Konsistensi pemikiran Nurcholish Madjid berada pada gagasan mengenai pembaruan pemikiran atau ijtihad, sebagai suatu keharusan dalam setiap perjalanan sejarah umat Islam. Proses sekularisasi juga masih dikemukakan berada pada pengertian yang sama dengan yang dikemukakan sejak tahun 1970. Sekularisasi merupakan proses yang disebutkan sebagai syarat untuk mengembalikan umat Islam Indonesia kepada ajaran Islam yang benar. Hal tersebut agar umat Islam dapat belajar dari dinamika zaman.

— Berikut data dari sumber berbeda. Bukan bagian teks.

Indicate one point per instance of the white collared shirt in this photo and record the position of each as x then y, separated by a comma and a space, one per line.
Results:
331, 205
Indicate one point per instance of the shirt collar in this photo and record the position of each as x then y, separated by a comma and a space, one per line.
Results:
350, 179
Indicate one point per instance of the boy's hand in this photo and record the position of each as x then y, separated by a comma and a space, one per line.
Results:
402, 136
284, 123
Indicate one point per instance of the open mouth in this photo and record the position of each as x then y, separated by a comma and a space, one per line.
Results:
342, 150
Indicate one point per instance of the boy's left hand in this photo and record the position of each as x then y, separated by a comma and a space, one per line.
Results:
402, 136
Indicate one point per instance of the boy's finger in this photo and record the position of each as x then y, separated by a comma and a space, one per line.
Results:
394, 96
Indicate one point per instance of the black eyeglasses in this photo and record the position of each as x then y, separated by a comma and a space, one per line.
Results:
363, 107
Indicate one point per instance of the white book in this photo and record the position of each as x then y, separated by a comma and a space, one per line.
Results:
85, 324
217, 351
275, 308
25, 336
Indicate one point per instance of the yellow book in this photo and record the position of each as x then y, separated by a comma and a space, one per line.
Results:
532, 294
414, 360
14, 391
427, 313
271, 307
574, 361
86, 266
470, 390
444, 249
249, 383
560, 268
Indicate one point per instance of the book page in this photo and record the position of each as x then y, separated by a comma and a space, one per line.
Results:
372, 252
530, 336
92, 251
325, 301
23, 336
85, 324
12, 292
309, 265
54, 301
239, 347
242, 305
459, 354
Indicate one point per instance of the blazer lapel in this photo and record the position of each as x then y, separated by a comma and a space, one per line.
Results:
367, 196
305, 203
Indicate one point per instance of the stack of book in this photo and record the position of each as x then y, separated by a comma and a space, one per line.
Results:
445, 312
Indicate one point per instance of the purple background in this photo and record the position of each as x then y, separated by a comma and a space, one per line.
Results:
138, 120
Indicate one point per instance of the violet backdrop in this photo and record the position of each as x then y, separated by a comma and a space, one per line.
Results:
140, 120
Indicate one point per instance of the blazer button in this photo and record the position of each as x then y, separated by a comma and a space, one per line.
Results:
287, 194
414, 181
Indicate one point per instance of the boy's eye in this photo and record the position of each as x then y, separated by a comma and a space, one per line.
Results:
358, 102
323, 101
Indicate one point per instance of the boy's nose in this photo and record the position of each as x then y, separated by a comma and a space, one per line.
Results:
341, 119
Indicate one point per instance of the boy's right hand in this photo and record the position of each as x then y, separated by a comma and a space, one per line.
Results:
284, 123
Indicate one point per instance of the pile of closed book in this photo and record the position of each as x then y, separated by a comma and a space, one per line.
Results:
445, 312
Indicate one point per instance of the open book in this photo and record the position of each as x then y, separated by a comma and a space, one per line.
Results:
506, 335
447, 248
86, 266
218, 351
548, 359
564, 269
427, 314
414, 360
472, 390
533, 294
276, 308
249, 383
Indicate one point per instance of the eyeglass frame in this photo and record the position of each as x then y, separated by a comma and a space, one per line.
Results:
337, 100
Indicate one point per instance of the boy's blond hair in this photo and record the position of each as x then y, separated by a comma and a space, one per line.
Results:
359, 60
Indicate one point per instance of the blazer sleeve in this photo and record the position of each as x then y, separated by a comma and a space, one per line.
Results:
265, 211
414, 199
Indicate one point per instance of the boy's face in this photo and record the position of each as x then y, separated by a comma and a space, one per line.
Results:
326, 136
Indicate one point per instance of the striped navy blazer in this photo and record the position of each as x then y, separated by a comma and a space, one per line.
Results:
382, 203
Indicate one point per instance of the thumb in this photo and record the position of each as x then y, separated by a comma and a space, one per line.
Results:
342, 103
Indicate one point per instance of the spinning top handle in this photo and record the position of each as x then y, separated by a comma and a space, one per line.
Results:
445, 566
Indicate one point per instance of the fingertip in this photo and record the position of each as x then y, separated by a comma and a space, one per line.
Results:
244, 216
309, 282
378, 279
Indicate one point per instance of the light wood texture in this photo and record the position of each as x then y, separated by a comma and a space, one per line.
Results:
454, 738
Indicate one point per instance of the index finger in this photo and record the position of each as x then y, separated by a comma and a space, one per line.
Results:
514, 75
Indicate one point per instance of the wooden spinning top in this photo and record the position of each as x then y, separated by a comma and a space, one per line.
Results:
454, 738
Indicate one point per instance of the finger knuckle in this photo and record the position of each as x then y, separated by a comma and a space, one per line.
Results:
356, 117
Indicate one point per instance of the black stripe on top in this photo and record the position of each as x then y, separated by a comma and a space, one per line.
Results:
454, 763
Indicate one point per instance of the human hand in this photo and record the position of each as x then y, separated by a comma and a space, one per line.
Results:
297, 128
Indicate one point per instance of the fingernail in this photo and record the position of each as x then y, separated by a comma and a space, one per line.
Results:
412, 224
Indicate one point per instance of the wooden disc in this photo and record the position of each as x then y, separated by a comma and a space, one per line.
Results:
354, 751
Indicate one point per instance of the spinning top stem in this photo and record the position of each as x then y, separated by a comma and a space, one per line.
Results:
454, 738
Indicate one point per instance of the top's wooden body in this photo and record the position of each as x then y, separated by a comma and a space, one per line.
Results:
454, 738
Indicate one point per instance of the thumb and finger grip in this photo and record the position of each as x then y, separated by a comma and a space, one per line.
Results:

Konsistensi pemikiran mengenai sekularisasi terlihat dari penafsiran peneliti terhadap tulisan-tulisan Nurcholish Madjid. Seperti contohnya dalam tulisan beliau berjudul “Perspektif Pembaruan Pemikiran dalam Islam” pada tahun 1972, Nurcholish Madjid mengajukan prasyarat agar umat Islam dapat bertahan dalam perubahan sosial karena pembangunan dan modernisasi. Prasyarat tersebut terdiri dari liberalisasi (pembebasan dari nilai tradisional yang bersifat menghambat), sekularisasi (pembebasan masalah-masalah dan urusan-urusan duniawi dari belenggu-belenggu keagamaan yang tidak pada tempatnya), serta bentuk sikap pembebasan lainnya.